Comment 7 Deepak Azad CLA 2012-04-22 05:50:19 EDT
(In reply to comment #6)
> Created attachment 214345 [details]
> Now it feels like 'camel case matching ++'
> 
> Is this the intended goal? A better (read, more permissive) camel case
> matching? Is there a 'real' delta to camel case matching except that you can
> write more letters and can start with fragments of the camel case (as depicted
> in the screenshot)?

There is a real delta with respect to camel case (in addition to what you already mentioned)
- You do not have to type in upper case
- You do not have to type first letters of all the words

Calling it 'camel case matching ++' may not be best. It is really Subword completion which accounts for words in a java name.
Comment 8 Marcel Bruch CLA 2012-04-22 06:49:27 EDT
you planned that long beforehand, right ? ;)  I'm fine with the current implementation. Let's give it a try and see how people like it.
Comment 9 Deepak Azad CLA 2012-04-22 09:20:38 EDT
(In reply to comment #8)
> I'm fine with the current
> implementation. Let's give it a try and see how people like it.
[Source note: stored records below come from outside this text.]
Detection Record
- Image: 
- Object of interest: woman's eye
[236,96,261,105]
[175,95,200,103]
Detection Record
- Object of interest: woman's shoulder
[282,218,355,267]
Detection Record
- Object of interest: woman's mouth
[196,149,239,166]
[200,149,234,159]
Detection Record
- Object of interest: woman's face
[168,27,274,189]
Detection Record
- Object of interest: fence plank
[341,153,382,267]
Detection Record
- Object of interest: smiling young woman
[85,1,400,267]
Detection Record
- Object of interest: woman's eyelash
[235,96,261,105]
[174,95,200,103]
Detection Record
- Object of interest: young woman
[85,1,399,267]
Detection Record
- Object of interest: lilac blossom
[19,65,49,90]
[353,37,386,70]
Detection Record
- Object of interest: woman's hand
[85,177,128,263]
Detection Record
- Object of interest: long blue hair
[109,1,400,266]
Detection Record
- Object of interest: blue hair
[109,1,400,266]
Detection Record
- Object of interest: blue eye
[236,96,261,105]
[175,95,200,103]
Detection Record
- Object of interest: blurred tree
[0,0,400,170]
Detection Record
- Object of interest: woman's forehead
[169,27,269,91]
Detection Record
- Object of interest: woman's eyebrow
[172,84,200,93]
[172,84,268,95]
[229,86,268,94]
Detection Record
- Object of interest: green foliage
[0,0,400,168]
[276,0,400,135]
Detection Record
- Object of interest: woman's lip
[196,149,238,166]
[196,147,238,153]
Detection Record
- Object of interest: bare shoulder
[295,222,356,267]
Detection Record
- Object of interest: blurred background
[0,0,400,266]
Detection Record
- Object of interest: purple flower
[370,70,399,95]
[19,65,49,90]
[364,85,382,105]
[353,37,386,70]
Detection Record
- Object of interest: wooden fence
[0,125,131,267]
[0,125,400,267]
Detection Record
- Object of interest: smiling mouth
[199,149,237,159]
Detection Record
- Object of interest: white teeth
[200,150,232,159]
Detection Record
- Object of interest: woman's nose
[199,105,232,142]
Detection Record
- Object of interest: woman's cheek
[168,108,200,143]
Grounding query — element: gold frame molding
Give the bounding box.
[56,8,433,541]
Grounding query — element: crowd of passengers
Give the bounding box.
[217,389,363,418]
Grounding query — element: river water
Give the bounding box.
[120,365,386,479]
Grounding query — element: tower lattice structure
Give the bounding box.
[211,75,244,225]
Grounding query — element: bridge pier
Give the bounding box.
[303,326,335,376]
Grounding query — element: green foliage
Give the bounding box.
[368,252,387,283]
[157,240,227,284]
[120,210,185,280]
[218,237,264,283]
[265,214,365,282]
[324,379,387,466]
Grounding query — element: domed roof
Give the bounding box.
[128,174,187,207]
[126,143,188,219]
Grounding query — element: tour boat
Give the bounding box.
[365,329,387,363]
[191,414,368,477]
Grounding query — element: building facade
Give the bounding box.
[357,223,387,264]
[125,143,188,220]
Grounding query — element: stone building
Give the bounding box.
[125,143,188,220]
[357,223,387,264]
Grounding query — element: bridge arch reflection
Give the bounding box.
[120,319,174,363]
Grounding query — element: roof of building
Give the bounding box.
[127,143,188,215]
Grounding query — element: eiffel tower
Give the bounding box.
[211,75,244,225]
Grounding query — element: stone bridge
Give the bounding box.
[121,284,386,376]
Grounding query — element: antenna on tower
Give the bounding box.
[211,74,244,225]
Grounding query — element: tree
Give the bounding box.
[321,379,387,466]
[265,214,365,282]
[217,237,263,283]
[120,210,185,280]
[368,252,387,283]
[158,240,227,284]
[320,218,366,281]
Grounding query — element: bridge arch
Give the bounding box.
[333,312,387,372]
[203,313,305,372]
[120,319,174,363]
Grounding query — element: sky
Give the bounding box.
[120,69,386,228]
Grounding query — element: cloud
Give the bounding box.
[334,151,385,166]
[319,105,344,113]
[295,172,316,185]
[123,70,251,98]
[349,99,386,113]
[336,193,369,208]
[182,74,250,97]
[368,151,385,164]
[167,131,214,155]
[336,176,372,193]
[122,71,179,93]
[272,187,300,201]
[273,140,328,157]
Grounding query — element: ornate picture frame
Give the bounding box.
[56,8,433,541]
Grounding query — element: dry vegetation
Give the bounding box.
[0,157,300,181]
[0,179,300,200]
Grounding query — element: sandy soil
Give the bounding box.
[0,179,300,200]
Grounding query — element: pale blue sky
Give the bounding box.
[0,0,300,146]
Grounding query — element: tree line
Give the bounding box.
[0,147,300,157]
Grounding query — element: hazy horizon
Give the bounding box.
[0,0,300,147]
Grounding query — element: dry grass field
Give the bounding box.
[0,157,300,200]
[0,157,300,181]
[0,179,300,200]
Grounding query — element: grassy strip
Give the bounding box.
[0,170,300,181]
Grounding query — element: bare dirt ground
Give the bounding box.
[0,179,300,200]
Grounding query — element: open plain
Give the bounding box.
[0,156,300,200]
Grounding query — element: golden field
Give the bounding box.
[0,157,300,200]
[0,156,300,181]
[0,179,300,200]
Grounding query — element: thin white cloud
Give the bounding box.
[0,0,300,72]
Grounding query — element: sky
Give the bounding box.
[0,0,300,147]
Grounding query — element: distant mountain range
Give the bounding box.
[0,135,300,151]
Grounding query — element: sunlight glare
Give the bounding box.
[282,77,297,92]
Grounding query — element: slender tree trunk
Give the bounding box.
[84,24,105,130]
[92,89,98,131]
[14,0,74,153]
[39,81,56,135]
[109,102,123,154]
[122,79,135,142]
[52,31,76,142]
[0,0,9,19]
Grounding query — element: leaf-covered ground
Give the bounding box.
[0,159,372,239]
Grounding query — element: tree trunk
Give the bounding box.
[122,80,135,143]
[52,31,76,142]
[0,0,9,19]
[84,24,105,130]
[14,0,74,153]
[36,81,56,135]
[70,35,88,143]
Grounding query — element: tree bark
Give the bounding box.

Ok, let me know when you release this.
Comment 10 Marcel Bruch CLA 2012-04-22 12:33:20 EDT
http://download.eclipse.org/recommenders/updates/head/e42 now contains the binaries.
Comment 11 Deepak Azad CLA 2012-04-22 14:42:59 EDT
Looks good so far!

(In reply to comment #3)
> Seems worth trying. The simplest heuristic(!) that comes close to what you
> want, is to add a filter that checks that at least one upper case letter is in
> the match. 
> 
> This is would be a fast and experimental (!) hack to see how this filtering
> works out in practice. If this is actually what we want, we can think about
> developing a clean approach.
Just to confirm, you implemented the full solution, right?
Comment 12 Marcel Bruch CLA 2012-04-22 15:56:26 EDT
(In reply to comment #11)
> Just to confirm, you implemented the full solution, right?

There are one or two cases that may be unexpected and I'm just relying on a very small test suite at the moment. But yes, it's more than the heuristic mentioned above.
Comment 13 Marcel Bruch CLA 2012-06-09 15:11:55 EDT
Set target milestone for fixed bugs to 1.0
Comment 14 Marcel Bruch CLA 2012-06-09 15:12:12 EDT
Set target milestone for fixed bugs to 1.0
Comment 15 Marcel Bruch CLA 2012-07-01 05:39:28 EDT
Juno shipped, change was made. Closing this bug.